On Tuesday, a police constable deputed to trace the girl recovered her body from a heap of trash near the Shahbaz Khan Road.

Police said the girl seemed to have been killed four or five days earlier.

A first information report had been registered against the disappearance of the girl on Jan 5, with the victim’s paternal uncle as the complainant in the case. Murder charges were added to the FIR on Jan 9, after the victim’s body was recovered.

Zainab’s parents returned from their pilgrimage on Wednesday but they were unable to attend their child’s funeral prayers. As reporters surrounded them outside Islamabad’s Benazir Bhutto International Airport, her grieving mother said: “I have nothing to say, I just want justice for my daughter.”

Zainab’s father claimed that police “did not cooperate” with them: “It is our friends who have stood by us,” he regretted.

“We will not bury her until we get justice,” he asserted at the time. “We are now afraid of letting our children leave the home. How was our child kidnapped from a busy market?” he asked.

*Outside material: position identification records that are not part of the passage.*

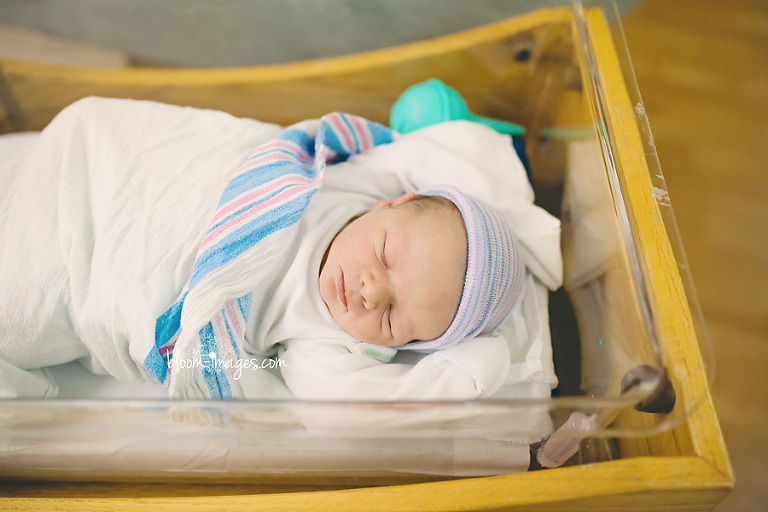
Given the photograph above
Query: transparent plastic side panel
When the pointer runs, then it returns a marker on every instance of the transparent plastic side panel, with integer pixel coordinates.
(609, 344)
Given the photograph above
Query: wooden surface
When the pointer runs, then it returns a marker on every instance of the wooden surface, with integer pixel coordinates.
(702, 69)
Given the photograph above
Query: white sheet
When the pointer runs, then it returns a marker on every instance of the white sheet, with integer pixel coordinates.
(126, 451)
(131, 188)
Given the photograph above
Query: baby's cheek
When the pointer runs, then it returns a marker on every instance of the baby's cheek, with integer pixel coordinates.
(362, 328)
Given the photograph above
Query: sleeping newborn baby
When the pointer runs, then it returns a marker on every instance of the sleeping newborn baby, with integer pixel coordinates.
(412, 275)
(361, 296)
(422, 272)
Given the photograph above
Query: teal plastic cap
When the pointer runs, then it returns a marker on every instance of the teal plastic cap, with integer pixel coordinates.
(432, 102)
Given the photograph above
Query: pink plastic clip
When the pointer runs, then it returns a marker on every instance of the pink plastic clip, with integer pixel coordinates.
(566, 440)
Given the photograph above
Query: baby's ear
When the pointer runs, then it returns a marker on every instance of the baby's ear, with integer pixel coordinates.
(410, 196)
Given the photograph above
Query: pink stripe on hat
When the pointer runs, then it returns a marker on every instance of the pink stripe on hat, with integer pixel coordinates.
(494, 281)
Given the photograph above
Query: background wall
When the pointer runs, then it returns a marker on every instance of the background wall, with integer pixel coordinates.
(242, 32)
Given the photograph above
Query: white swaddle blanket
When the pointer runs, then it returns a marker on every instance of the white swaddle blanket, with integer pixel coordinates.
(107, 210)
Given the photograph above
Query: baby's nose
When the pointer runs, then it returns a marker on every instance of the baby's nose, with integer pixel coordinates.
(376, 289)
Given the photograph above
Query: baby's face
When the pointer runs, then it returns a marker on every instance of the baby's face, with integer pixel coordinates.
(396, 275)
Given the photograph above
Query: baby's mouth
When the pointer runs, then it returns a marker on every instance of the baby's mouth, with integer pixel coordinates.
(342, 290)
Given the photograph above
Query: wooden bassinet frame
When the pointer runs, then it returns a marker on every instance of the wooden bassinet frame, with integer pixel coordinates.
(684, 467)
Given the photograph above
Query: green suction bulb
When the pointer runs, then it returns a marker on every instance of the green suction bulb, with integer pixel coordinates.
(433, 102)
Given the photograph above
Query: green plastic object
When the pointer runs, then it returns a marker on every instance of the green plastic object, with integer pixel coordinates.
(433, 102)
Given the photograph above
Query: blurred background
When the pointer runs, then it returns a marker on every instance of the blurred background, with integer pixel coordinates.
(702, 70)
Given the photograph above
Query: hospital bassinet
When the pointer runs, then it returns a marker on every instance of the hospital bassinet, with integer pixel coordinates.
(628, 347)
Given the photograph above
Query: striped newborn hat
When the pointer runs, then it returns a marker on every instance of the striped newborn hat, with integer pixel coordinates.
(494, 281)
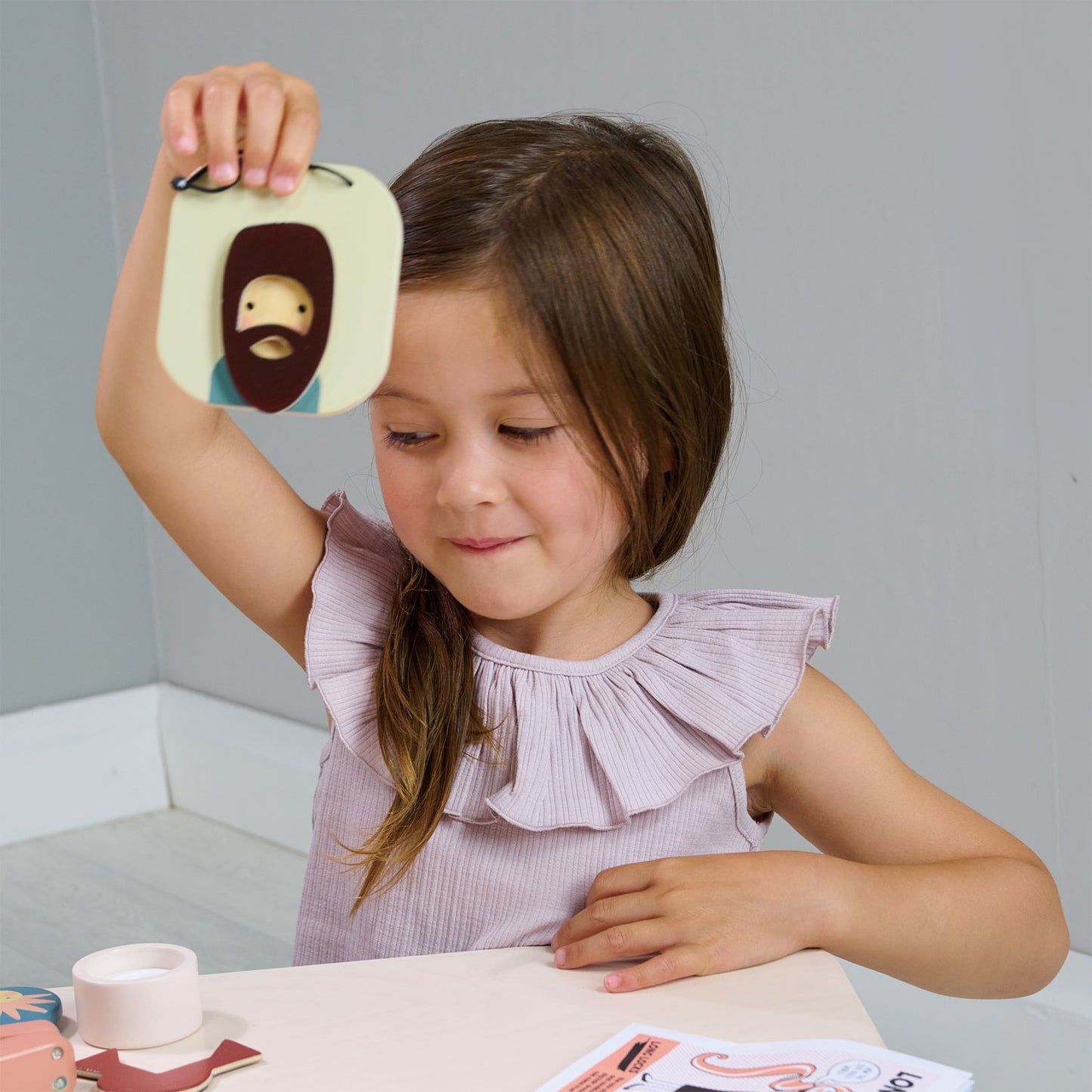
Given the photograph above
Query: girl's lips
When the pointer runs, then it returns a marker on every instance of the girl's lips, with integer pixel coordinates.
(486, 549)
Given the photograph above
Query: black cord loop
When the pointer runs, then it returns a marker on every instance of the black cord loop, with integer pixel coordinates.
(187, 184)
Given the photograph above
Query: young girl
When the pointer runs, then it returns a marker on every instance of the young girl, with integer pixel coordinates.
(523, 749)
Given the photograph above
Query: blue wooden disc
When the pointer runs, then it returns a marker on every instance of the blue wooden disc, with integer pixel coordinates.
(21, 1004)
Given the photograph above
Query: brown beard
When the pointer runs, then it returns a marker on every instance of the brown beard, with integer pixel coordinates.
(291, 250)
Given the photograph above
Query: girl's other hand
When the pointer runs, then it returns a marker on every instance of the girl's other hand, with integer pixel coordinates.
(272, 116)
(702, 915)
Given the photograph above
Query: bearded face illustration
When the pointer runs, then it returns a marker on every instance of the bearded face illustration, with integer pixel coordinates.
(275, 311)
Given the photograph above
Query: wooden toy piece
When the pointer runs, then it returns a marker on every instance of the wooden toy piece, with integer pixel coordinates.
(35, 1057)
(115, 1076)
(20, 1004)
(282, 304)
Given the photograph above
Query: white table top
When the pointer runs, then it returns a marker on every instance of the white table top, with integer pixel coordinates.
(500, 1020)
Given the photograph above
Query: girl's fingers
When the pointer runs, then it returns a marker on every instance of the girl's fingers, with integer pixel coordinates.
(299, 135)
(177, 122)
(263, 103)
(273, 116)
(220, 114)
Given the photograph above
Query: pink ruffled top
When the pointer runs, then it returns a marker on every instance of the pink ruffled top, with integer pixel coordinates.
(633, 756)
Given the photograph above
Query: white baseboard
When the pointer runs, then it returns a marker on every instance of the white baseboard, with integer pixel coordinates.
(240, 767)
(117, 755)
(81, 763)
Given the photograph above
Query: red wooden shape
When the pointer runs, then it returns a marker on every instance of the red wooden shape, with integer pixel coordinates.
(115, 1076)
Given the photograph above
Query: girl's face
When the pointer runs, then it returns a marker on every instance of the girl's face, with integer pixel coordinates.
(460, 456)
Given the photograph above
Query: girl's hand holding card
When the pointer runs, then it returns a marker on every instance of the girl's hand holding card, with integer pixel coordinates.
(279, 294)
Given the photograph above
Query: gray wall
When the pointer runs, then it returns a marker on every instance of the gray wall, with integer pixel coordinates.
(901, 193)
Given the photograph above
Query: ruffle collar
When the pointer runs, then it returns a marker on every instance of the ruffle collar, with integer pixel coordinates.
(586, 743)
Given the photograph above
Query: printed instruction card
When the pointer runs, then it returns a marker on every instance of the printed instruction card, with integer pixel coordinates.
(657, 1060)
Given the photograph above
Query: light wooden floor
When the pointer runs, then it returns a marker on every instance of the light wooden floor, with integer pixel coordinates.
(166, 876)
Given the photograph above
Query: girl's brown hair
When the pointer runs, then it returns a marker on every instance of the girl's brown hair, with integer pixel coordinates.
(596, 232)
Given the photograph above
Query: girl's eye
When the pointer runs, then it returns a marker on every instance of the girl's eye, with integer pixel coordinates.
(520, 435)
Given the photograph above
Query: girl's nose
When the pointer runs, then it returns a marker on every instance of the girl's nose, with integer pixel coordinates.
(470, 475)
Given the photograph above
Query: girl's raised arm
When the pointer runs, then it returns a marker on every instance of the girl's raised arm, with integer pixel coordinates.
(232, 513)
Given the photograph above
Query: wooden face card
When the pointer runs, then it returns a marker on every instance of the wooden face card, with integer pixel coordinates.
(282, 304)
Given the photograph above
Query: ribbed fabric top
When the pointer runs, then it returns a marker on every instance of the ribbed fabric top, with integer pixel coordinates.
(633, 756)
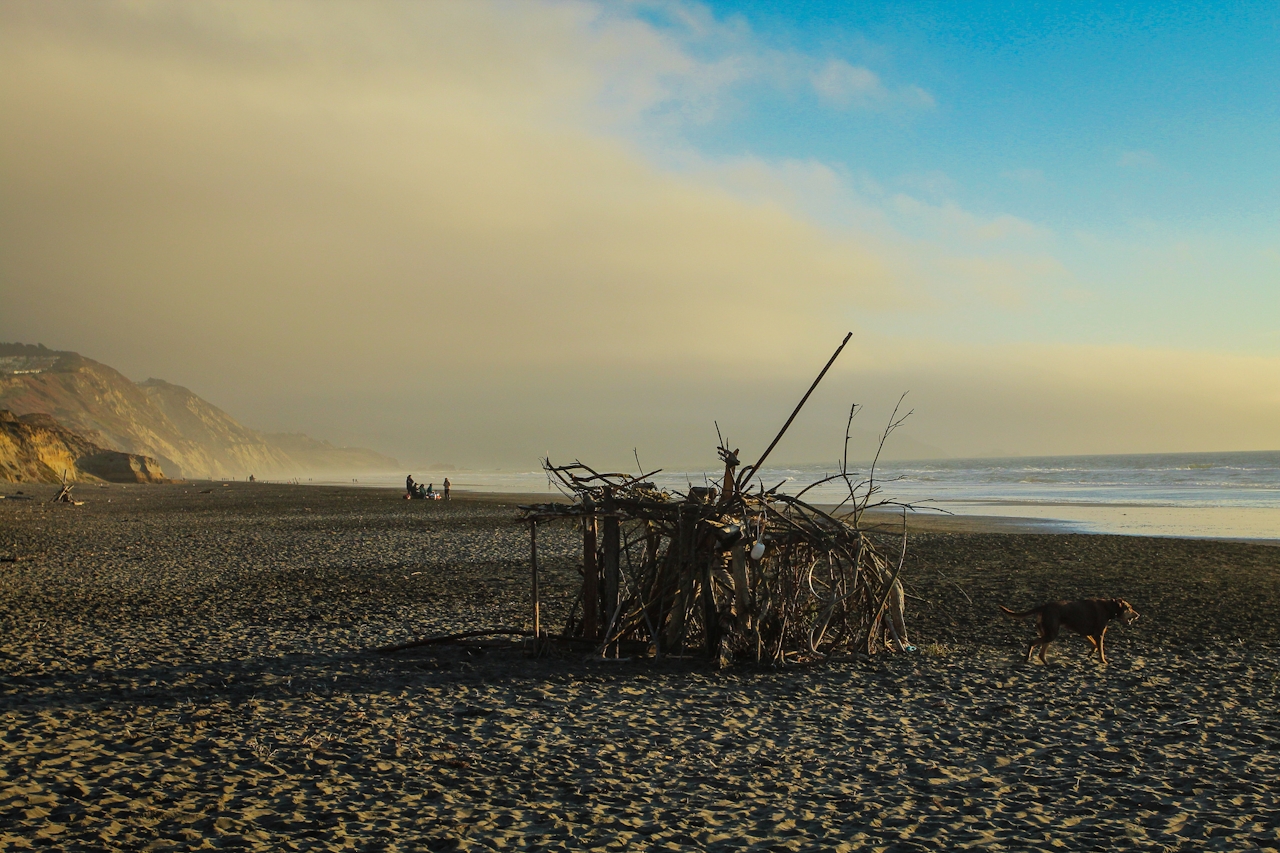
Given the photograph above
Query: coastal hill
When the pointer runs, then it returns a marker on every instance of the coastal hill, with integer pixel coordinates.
(36, 448)
(188, 436)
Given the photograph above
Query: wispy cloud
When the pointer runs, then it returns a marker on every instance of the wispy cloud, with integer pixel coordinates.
(842, 85)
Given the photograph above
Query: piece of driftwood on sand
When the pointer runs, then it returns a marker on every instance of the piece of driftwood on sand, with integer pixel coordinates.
(734, 571)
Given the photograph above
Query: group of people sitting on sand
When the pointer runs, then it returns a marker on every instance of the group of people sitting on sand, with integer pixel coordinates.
(419, 492)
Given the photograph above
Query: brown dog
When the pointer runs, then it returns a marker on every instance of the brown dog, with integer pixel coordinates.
(1088, 617)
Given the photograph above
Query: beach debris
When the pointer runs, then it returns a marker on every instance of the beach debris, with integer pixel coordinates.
(64, 496)
(735, 570)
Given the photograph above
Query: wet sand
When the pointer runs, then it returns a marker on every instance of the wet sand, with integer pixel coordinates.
(188, 667)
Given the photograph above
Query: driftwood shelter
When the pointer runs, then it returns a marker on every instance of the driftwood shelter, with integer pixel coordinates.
(732, 571)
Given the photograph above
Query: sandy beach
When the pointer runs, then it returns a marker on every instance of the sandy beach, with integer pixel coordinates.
(190, 666)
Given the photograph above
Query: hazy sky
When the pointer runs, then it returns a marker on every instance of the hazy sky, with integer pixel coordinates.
(474, 232)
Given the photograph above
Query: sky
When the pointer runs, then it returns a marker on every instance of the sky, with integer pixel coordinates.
(479, 233)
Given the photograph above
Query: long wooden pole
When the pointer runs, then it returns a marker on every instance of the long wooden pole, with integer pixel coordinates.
(753, 470)
(533, 562)
(612, 556)
(590, 578)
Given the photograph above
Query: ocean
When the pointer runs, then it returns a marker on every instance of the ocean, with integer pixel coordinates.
(1233, 496)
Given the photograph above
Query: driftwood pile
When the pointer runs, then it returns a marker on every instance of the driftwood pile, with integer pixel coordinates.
(734, 571)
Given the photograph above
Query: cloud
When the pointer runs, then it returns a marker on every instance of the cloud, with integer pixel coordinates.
(440, 228)
(845, 86)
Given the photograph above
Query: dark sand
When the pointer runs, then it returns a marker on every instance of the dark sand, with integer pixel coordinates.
(187, 667)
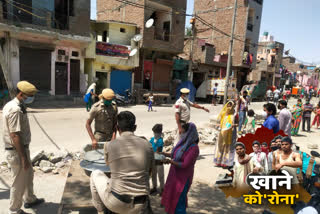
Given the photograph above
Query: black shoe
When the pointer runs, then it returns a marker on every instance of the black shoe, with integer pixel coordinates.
(33, 204)
(154, 190)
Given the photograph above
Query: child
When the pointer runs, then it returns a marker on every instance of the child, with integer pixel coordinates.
(150, 99)
(157, 145)
(250, 122)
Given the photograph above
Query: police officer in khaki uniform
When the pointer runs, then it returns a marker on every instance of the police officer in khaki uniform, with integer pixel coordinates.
(104, 113)
(17, 137)
(182, 108)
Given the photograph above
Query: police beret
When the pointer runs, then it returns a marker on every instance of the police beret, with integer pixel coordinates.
(185, 91)
(108, 94)
(27, 88)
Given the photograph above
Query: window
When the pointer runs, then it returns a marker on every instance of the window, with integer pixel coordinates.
(75, 53)
(104, 36)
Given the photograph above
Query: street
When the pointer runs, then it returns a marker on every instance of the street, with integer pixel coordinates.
(65, 128)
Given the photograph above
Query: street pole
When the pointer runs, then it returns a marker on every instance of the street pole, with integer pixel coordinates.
(229, 65)
(193, 25)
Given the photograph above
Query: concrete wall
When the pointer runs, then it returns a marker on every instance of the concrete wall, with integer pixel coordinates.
(139, 16)
(117, 37)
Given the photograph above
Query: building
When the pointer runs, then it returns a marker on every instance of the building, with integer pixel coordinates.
(269, 61)
(300, 75)
(219, 13)
(108, 59)
(161, 42)
(44, 43)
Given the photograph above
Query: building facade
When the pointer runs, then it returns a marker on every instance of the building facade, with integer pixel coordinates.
(269, 61)
(44, 43)
(160, 42)
(219, 13)
(108, 60)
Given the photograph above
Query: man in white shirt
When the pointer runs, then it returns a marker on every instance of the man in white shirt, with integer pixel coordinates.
(285, 118)
(259, 156)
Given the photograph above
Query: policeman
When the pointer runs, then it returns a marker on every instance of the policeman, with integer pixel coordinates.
(104, 113)
(182, 108)
(17, 137)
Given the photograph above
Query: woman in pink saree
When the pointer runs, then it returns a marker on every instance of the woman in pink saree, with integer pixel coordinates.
(179, 180)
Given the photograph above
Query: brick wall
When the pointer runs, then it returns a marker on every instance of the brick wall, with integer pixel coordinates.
(222, 19)
(108, 10)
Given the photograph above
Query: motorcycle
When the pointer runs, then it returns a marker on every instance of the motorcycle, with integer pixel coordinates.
(127, 99)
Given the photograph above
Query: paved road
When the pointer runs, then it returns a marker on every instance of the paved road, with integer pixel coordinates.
(65, 128)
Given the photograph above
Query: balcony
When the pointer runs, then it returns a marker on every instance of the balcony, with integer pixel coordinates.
(250, 27)
(259, 1)
(25, 15)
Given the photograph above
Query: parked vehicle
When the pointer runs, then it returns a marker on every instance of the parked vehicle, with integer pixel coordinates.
(127, 99)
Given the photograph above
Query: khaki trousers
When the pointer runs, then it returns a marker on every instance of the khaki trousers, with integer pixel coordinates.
(158, 170)
(22, 181)
(103, 198)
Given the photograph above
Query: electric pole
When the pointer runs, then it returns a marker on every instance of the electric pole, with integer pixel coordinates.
(193, 28)
(229, 65)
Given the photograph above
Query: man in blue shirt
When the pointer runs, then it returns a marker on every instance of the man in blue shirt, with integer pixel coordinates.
(271, 122)
(157, 145)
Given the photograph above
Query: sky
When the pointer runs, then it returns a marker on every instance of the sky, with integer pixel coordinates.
(296, 23)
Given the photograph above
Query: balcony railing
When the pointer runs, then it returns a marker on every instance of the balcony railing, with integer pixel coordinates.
(259, 1)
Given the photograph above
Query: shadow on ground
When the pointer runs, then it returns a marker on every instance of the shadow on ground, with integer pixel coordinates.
(203, 199)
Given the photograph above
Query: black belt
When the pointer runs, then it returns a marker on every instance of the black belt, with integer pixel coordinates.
(128, 199)
(12, 148)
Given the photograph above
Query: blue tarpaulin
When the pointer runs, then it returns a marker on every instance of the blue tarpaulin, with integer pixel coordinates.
(189, 85)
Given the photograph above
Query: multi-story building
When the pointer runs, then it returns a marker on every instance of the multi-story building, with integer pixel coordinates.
(44, 42)
(219, 14)
(108, 59)
(269, 60)
(161, 41)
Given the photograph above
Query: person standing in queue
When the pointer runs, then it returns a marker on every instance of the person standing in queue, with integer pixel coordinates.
(104, 113)
(16, 138)
(182, 109)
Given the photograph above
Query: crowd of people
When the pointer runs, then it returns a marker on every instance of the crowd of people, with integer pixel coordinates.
(134, 160)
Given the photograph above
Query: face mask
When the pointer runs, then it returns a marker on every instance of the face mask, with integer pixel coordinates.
(157, 136)
(256, 150)
(264, 114)
(107, 102)
(29, 100)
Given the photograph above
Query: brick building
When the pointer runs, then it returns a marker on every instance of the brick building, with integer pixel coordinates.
(160, 43)
(219, 13)
(44, 43)
(269, 60)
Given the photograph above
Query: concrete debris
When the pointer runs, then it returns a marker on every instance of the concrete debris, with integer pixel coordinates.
(45, 163)
(60, 165)
(312, 146)
(46, 169)
(37, 156)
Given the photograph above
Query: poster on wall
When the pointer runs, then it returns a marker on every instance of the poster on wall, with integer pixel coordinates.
(107, 49)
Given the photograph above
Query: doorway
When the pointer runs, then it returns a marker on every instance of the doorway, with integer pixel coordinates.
(74, 76)
(61, 77)
(102, 81)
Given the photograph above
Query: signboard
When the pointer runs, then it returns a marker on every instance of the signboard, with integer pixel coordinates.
(107, 49)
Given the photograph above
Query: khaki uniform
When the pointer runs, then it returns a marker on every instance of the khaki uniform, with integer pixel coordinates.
(130, 159)
(183, 108)
(105, 118)
(15, 120)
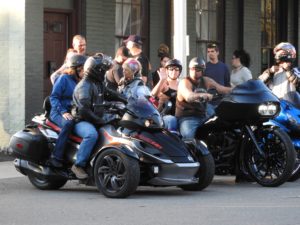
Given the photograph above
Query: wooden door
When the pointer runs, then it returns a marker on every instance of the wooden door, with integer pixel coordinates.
(55, 45)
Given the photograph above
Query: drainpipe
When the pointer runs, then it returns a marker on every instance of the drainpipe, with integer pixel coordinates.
(180, 43)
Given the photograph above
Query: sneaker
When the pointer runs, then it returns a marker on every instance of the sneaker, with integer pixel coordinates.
(79, 172)
(55, 163)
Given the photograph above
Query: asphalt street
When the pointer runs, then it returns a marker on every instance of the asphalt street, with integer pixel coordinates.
(223, 202)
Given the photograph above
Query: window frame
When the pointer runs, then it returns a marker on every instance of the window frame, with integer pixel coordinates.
(219, 27)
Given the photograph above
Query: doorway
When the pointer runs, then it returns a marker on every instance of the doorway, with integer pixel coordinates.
(55, 44)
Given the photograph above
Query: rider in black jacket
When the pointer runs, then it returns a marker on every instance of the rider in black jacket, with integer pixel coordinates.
(88, 95)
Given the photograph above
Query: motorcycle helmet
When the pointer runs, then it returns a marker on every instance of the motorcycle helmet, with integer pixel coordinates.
(97, 65)
(175, 63)
(197, 62)
(75, 61)
(284, 52)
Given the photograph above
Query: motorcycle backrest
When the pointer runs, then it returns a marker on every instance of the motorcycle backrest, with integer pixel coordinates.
(47, 106)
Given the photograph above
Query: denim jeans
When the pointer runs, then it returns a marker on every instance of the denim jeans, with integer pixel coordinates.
(189, 125)
(170, 123)
(66, 129)
(88, 132)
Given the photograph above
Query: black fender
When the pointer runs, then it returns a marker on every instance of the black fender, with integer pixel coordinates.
(125, 149)
(197, 147)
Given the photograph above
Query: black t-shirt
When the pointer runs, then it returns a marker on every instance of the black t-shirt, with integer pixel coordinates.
(116, 70)
(144, 61)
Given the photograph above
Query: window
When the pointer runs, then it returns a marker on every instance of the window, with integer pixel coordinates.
(209, 26)
(131, 18)
(268, 32)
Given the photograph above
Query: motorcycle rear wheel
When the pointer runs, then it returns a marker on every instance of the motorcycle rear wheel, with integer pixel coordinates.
(205, 174)
(276, 167)
(44, 183)
(296, 172)
(116, 175)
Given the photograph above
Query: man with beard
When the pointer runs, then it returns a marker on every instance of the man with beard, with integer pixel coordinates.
(191, 98)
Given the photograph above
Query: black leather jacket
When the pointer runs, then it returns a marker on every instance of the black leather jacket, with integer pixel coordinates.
(89, 93)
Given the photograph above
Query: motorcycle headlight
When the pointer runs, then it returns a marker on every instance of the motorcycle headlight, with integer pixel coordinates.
(267, 109)
(155, 121)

Police earlier told Dawn that DNA samples from the victim’s body have been dispatched for forensic testing. Police at the time dubbed the murder a serial killing, but said they were not ruling out rape.

Regional Police Officer (RPO) Kasur Zulfikar Muhammad confirmed that the girl was strangled to death. He told the media that Punjab Chief Minister Shahbaz Sharif has directed the forensic lab to expedite the process for Zainab’s autopsy.

“Naturally, there is also a certain amount of time that the processing will take; there is a certain amount of time that the lab takes,” he said.

As word got around, traders shuttered their shops and staged a protest demonstration. Scores of other people also gathered at Steel Bagh Mor near the hospital and protested with the girl’s body in the middle of the road. They also threw traffic out of gear by burning tyres on Ferozepur Road and chanted slogans against police and local parliamentarians for their alleged apathy.

People from other parts of the country took to social media to share their anger and outrage over the murder using the hashtag #JusticeForZainab.

Senate Chairman Raza Rabbani suggested introducing appropriate legislation and stricter legal implementation in order to prevent such incidents in the future.

“All institutions must work together, and implementation of laws must be strengthened,” he said.

Rabbani said that when the Kasur child abuse scandal surfaced in 2015, he had raised concerns that the outrage would die down within a few days, which is why it is necessary that the government take long-term measures to ensure the safety of children.

Laws for the protection of children must be made in line with international laws, he said. Existing laws that deal with crimes against women could possibly be expanded to include crimes against children, he suggested.

Kasur had last attained local and international notoriety in 2015 when a gang of paedophiles running a child sex ring was busted in the city.

The gang had allegedly abducted and sexually assaulted at least 280 children in the area, had blackmailed the families of the victims since 2009, and even sold video clips and images of the assault online.